4のメジロベイリーは未勝利戦勝ち上がり直後に勝った馬だが、新馬戦が特殊。勝ち馬はジャングルポケットで、2着が朝日杯で2着、東スポ杯1着のタガノテイオー等、出走馬すべてが勝ち上がるという伝説の新馬戦の先駆けともいえるレース。そして、2着のタガノテイオーは最後の直線で足を骨折。その状態で2着に来たことはかなりの評価ができるが、骨折していなければ勝っていた可能性がある。しかも当時の朝日杯は定量54kgのレースだったことが大きいと思われる。その証拠に翌年から未勝利、新馬戦後直後の馬の3着内はなくなっている。

今回はこのような例はないと考えられるので除外して考える。

まずグループ1の社台に関してはG1では社台の馬が猛威をふるっていることは今までのレースの結果を見れば当然の結果。1番人気でなくても勝ち馬は3歳以降も活躍が期待できる馬たちである。

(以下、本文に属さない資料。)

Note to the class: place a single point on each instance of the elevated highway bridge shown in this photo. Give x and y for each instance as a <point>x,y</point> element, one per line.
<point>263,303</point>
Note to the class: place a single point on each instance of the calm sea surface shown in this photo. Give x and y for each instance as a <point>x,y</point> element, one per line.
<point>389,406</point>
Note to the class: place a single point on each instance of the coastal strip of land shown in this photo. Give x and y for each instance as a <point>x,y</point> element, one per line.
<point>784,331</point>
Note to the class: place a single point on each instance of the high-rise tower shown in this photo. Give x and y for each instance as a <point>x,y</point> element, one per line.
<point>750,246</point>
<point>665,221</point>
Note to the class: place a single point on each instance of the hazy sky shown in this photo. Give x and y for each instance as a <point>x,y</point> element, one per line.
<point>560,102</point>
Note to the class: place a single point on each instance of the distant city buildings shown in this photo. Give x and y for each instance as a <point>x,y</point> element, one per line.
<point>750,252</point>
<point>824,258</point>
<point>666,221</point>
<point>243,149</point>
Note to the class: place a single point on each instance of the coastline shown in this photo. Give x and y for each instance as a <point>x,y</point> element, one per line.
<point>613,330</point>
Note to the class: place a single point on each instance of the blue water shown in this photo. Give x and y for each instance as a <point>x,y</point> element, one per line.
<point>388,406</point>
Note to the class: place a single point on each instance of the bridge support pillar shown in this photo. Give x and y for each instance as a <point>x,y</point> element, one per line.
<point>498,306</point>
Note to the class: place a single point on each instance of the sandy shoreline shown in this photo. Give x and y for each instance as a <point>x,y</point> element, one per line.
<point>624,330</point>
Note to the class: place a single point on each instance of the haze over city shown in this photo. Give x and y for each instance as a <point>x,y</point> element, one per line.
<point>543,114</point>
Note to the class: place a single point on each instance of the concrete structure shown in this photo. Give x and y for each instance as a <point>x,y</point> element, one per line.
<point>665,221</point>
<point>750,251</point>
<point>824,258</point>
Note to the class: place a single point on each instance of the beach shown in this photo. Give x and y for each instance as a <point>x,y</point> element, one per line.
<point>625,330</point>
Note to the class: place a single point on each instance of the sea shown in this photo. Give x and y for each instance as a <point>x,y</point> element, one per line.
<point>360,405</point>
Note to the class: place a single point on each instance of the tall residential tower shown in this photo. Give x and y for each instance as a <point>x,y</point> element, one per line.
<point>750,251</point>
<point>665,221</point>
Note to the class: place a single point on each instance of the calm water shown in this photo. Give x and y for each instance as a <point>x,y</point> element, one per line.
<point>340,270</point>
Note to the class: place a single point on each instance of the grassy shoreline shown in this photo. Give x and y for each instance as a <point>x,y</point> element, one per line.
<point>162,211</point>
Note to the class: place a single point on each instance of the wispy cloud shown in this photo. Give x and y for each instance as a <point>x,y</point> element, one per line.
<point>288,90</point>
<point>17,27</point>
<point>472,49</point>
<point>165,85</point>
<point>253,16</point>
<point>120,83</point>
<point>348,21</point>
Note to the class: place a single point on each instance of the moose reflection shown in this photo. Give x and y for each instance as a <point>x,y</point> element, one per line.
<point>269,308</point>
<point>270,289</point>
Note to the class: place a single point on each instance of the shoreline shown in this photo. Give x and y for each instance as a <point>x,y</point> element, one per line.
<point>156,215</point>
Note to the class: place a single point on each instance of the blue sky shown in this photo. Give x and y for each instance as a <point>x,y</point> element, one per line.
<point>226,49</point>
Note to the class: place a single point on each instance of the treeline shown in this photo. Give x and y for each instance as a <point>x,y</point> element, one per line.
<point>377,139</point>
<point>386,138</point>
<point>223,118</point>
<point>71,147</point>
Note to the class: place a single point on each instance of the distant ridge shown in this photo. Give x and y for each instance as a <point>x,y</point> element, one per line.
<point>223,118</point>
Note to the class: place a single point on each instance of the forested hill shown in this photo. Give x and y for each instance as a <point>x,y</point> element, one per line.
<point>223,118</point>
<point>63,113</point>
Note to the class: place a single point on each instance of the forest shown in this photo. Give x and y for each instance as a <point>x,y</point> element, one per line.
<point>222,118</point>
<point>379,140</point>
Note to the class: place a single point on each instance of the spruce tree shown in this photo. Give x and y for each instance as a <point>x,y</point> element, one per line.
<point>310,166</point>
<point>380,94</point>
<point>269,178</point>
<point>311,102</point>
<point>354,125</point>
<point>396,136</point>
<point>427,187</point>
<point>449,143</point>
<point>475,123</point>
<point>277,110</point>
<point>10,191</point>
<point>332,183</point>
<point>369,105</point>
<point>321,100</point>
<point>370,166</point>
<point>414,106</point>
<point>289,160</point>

そして阪神JFでもそうだったが、2歳戦は社台ファームの生産の馬でなく、ノーザンファームの馬が活躍する。

過去10年で阪神JF朝日杯FSでのノーザンファーム社台ファームの馬の成績は

ノーザンファーム
(6−4−5−25)

社台ファーム
(0−5−3−15)

出走数もノーザンファームの方が多く、勝ち馬もノーザンファームからしか出ていない。実際阪神JFでもノーザンファームレーヴディソールが勝ち、社台ファームダンスファンタジアは大敗している。

今回の社台系の馬は

ノーザンファーム
アドマイヤサガス
グランプリボス
リアルインパクト

社台ファーム
リフトザウイングス
リベルタス

・白老F
サダムパテック

社台ファームの馬が1着にくることは考え辛く、社台ならノーザンファーム白老ファームの内から出ると考えられる。

白老ファームからはドリームジャーニーが勝ち馬としてでている。2着もフィフスペトルがいる。

そして社台系の馬が勝つ場合、その馬の父は種牡馬になって浅い馬が多い。阪神JFの時も書いたが、やはり新種牡馬には結果がほしい。とくに社台が推している種牡馬ならなおさらのこと。

過去の社台系の勝ち馬の父は

アドマイヤドン
ティンバーカントリー
種牡馬3年目

フサイチリシャール
クロフネ
種牡馬1年目

ドリームジャーニー
ステイゴールド
種牡馬2年目

ローズキングダム
キングカメハメハ
種牡馬2年目

今回の出走馬の父は
フジキセキ 2頭
サクラバクシンオー 1頭
ディープインパクト 2頭
ハーツクライ 1頭
過去のデータを見ると3年目あたりが目安である。しかし、キングメハメハはアパパネローズキングダムで2歳G1を連勝し、アパパネは3冠、ローズキングダムはダービー、菊花賞で2着、JCで1着と十分評価を上げている。今年はもちろんディープインパクトの評価を上げる必要がある。ここまで重賞勝ちはなく、ここで勝てば評価が上がることは間違いない。ディープインパクト産駒のノーザンファーム生産の馬は

リアルインパクト

1頭のみ。今回リアルインパクトが内枠に入れば勝つ可能性が高いといえる。

次に2の外国馬。エイシンチャンプはマル外表記こそないが、1歳になる前に日本に持ち込まれた馬はマル外表記がされないため外国産馬扱いされていないが、厳密にいえば外国産である。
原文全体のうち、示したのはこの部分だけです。